Portland Art Museum's North Building Project
Opening festivities Oct. 1, 10 am to late, Oct. 2, 10 am – 5 pm, www.pam.org

Not only is Oprah reviving her contemporary authors book club this October, but the Portland Art Museum is finally opening its much-ballyhooed North Building Project. The new wing, housed in the highly impressive, 141,000-square-foot Masonic building adjacent to PAM, makes the museum the largest of its kind in the Pacific Northwest. Conceived as part of a 10-year extension plan in 1995, the North Building Project kicked into high gear in 2001, after the acquisition of the Clement Greenberg Collection of post-war American art.

So why aren't we exactly wetting our pants with excitement over the new expansion? Let's break it down.

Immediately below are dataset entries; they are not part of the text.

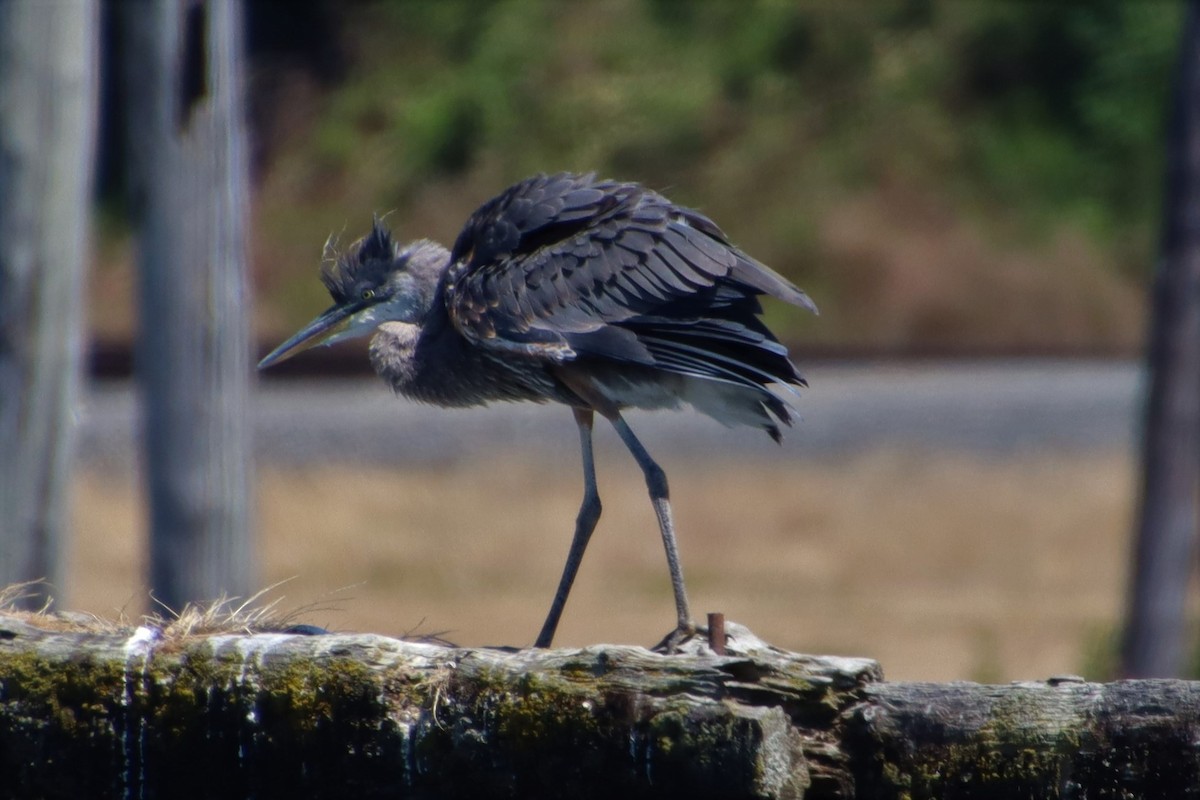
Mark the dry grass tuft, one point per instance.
(940, 565)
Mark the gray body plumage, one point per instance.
(599, 295)
(581, 292)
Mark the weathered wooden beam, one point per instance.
(133, 713)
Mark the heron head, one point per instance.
(373, 281)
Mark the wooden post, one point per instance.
(189, 152)
(48, 95)
(1168, 521)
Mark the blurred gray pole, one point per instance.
(1170, 489)
(189, 160)
(48, 54)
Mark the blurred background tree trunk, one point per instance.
(1168, 516)
(48, 100)
(190, 198)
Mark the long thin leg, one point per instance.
(585, 523)
(657, 483)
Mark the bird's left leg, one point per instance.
(657, 483)
(585, 523)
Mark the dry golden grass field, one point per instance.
(941, 565)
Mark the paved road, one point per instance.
(990, 407)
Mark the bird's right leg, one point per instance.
(585, 523)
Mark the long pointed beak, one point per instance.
(323, 330)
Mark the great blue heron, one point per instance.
(599, 295)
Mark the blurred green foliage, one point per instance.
(1025, 118)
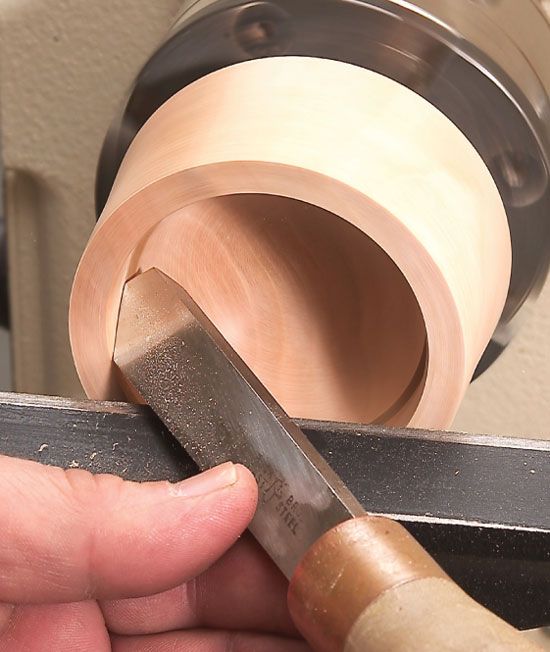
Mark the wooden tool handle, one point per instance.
(368, 586)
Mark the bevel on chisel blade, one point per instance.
(181, 365)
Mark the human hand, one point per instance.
(93, 563)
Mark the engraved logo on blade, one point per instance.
(274, 491)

There is a common misconception among the public that the six-level Masonic building has been converted into a continuous gallery space. Hardly. The Museum's Center for Modern and Contemporary Art occupies 28,000 square feet, or slightly less than 20 percent of the entire building. The remaining 80 percent houses the museum's administrative offices, two ballrooms, and a library. Portlanders should certainly welcome any center for modern and contemporary art in the city, but anybody who envisioned the North Building as one big public museum needs to adjust their expectations.

The second, and greater, concern is with what actually goes into the building. PAM is hardly known as a museum for contemporary art lovers. In 2000, PAM played host to Let's Entertain, a highly popular exhibition of contemporary art from across the globe that people still speak fondly of. In the three years that I've lived in Portland, however, the following exhibitions stick out: minor works by Norman Rockwell, Grandma Moses, and Faberge. There have been a few exhibitions by relevant contemporary artists, such as Ed and Nancy Kienholz and Ed Ruscha, but neither were fully realized, successful shows. The new building gives the museum the opportunity to reverse this trend, as a new-ish exhibition by French artist Sophie Calle opens October 2. The museum's contemporary holdings include excellent pieces by Jack Pierson, Kiki Smith, and the Dan Flavin, but every time we get our hopes up that PAM will round the corner, we're treated to something like Eleven Decades of Modern Silver: A Taste for Coffee and Tea, which will be featured in the North Building until early next year.

With all that said, the West Coast is the land of second chances, and we're willing to wait and see how PAM resurrects itself from the ashes of its own programming before making our final judgment.